According to the don, there are also reactions to the disease that suggest extra-medical influences that require investigations by specialists in other academic fileds. For example, he queried the haste with which travel ban was clamped on some African countries when the Omicron variant of the microbe was reported whereas nothing was done to the Chinese when the original form of the virus was found there.
He said, “When the generic microbe was discovered in China no travel ban was imposed on the Chinese. Contrariwise, when a variant of the microbe was found in South Africa, travel ban was imposed on the entire southern African region, and as the days go by, the ban is also being imposed on other countries on the continent.”
Suggesting that such reactions were not objective, the professor said, “Anthropological interventions can help sort out mere panic from genuine concerns and remove what some commentators see as inter-group bias from the strategies in tackling it (the virus)”.
According to him the way the virus spreads and the nature of the microbe ought to be independently investigated deeply and in multi-disciplinary ways than has so far been done. He suggested that it seemed that it spread faster in certain environments than in others.
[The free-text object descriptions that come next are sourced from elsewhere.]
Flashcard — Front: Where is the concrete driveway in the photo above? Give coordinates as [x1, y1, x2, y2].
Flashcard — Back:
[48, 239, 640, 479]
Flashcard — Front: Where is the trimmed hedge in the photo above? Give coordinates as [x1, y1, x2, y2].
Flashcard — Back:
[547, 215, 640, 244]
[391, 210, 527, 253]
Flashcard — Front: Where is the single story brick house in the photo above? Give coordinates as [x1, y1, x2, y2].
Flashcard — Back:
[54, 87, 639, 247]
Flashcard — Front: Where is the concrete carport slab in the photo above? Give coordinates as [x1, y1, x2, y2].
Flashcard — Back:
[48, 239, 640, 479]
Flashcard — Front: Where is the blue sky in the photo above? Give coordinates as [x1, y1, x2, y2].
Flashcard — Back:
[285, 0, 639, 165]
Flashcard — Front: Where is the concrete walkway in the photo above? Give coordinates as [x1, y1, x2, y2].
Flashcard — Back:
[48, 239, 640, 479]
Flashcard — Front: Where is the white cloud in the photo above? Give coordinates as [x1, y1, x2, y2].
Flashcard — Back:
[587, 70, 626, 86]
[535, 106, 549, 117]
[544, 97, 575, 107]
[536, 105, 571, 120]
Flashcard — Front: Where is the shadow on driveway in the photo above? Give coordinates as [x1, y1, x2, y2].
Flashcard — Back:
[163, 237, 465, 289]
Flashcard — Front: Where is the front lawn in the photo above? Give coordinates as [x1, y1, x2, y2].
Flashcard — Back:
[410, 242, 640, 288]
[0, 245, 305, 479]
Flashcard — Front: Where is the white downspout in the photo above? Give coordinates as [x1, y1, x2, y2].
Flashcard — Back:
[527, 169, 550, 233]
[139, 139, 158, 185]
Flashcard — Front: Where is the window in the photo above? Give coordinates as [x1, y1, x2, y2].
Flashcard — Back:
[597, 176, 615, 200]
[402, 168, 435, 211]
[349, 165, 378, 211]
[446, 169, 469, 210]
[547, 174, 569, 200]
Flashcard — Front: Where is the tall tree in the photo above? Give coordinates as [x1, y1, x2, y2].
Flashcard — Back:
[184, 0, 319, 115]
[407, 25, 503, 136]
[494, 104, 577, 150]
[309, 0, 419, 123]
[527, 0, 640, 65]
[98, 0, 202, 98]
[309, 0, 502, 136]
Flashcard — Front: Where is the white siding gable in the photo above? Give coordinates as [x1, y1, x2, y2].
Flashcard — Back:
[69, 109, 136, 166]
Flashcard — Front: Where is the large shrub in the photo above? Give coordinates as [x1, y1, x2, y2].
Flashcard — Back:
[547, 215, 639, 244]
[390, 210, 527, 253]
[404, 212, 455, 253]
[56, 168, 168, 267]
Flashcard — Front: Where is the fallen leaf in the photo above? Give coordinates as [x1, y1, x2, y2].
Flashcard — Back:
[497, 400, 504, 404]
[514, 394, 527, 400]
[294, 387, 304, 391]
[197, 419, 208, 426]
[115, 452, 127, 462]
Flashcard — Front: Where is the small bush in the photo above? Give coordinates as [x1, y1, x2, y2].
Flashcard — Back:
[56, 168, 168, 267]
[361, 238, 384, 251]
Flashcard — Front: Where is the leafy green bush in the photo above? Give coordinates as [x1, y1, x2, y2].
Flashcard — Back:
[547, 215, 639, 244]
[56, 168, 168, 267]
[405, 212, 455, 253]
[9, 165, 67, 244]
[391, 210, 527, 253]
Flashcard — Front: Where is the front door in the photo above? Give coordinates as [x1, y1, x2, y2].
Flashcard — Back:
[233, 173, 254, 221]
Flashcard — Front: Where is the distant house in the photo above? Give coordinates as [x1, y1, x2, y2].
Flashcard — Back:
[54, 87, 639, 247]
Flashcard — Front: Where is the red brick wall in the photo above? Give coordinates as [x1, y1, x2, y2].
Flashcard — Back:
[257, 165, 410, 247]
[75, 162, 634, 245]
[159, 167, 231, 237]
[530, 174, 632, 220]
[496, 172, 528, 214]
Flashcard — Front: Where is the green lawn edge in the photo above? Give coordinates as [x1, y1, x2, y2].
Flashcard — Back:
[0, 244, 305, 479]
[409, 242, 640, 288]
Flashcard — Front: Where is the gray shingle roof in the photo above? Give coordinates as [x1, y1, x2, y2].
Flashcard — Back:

According to him, if such an observation is correct, it may be helpful if the factors that slow down the spread in those areas can be harnessed to help those in the areas where the spread is rapid.
Defending his observation in this regard, he asserted, “Anthropological knowledge has also the potential to help resolve some aetiological and therapeutic issues that are currently being debated on this disease. For example, with poorer medical facilities yet many West African countries at present seem to have lower morbidity rates from the disease than developed countries with better orthodox health care. Is the reason for this apparent epidemiological variability to be found in the ecology or environment of these localities, their sociality, or what?”